Waldo Lake Yeast

I just racked the Waldo Lake Amber to secondary. I decided (for the first time) to save the yeast. I put it in the pictured mason jar (sanitized) and stuck it in the fridge. Now I have a few questions:

-Do I need a starter with this, if I brew a similar or like beer?
-How long do I have before it goes bad?
-Do I just pitch the whole quart jar’s worth into the next batch?

I’ve always poured my used yeast down the drain, but I’m thinking I’d like to try using it again.
Any advice would be welcome.

You will notice the yeast will settle into 3 distinct layers. Bottom is trub, white second layer is yeast and the top should end up being clear beer. Search for how to wash your yeast to reduce down to a smaller container with a greater percentage of yeast. Some will say it is not worth it and just pour what you have in.

If you use that in the next two to 3 weeks, you would not need a starter. Beyond that, you probably should make one.

I have kept yeast for over a year that way. Took a while to get a starter going and it took a couple steps, but it worked. At that point, next time, I will buy new.

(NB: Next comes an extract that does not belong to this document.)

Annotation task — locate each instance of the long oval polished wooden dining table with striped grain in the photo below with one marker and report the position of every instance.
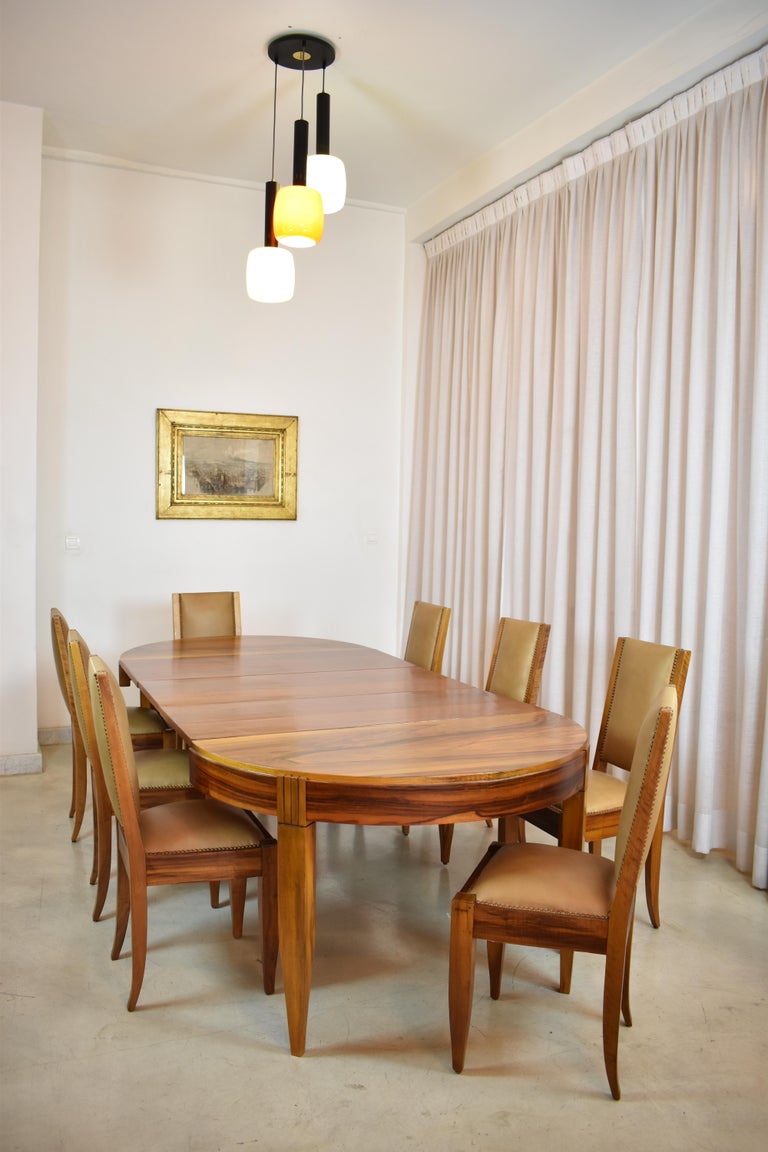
(317, 730)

OK, I will look for the 3 layers. Thanks!

I should add that I did this recently with White Labs British Ale yeast. I racked off fermented beer, washed yeast, and divided washed yeast into three mason jars. I kept the jars in the fridge for several days until it settled out. Have recently brewed 2 similar styles using the leftover yeast from original batch. I still have one mason jar left. As far as I’m concerned original yeast price ($8 @ local brewery) divided by three or four or even more batches equates to just over a few bucks per batch. Cheaper than dry!

Thanks, holaday. Now all I need to do is learn how to wash yeast.

Make sure you vent that jar daily until it stops producing CO2, which can take several days / weeks. Last thing you want is a yeasty bottle bomb in your firdge.

That’s interesting you mention that — brewed a batch this past weekend with reused yeast and had a hell of a time getting the top off of the mason jar. Once removed, it sounded like a beer opening!

Will do, thanks Greg

So, I’ll just crack it every morning before I leave for work

Good thread. I’ve been too nervous to try harvesting and washing yeast, but probably without cause since I’m careful about sanitation. But I’ve been thinking about it more lately, since I tend to use 1028 quite a bit. Makes sense to cut costs further.

I feel wasteful every time I dump a yeast cake down the drain.

Same here.

Really? It definitely makes some CO2 from being stirred up…taking it from a batch that was finished and adding distilled water to it… that can really have enough CO2 to esplode?

Sometimes because Of the transfer. Mine behaved the way it did because I made a small starter way prior to putting it in the fridge.

After washing, I purge off the CO2 once a week if even that often. Besides being thrifty washing and reusing yeast encourages you to get more familiar with yeast flavors. I’ve stretched a batch of 1056 a friend bought when he wanted me to brew a beer for him. I’ve reused it in a caribou slobber and now the brick warmer. I didn’t use a starter for either and they came out great. I am going to start using a pinch of yeast nutrient cause at only $2.25 it seems worth it. Anyway, it has helped increase my understanding of yeast’s contributions to beer flavors, and that’s the best payback.

Here’s a couple of helpful links:

http://billybrew.com/yeast-washing http://www.youtube.com/watch?v=lPYUFJ4bPD4

I’m one of the lazy guys who says dump the whole thing in the next batch. Better yet, plan accordingly and rack off the primary the same day you are brewing and put the new batch right on top of the yeast cake in the same fermenter. Us “normal sized guys” need to conserve our energy. :cheers:

So when you do it this way, you’re just dumping it right into the dirty fermenter? Do you clean the crust off the walls or anything? Does it matter?

So when you do it this way, you’re just dumping it right into the dirty fermenter? Do you clean the crust off the walls or anything? Does it matter?[/quote]No need to clean as it is already sanitized from the first batch. Now I would never do this for a third time. But it works great for those times when you are feeling lazy.


Split it 3 ways. Reuse without a starter up to a month, a 2L starter up to 6 months, after that you will probably want to step it up from 1L to a 2L to get enough yeast for pitching. Sometimes I will pitch two jars up to 2 months.

Taking yeast to the 5th generation will get you 121 batches from 1 yeast pack. Even if it’s dry yeast you can save hundreds.

I have a small refrigerator dedicated to my yeast harvests. I have a hard time pouring the 6th generation down the sink and I just imagine all those living yeasties screaming out “Just one more batch, Coach!”

I think I will try this with the next brew. Then I will try mvsawyer’s suggestion. This is new territory for me, and I’m really excited about saving money on yeast. And yes, This “normal sized guy” needs all the energy he can get!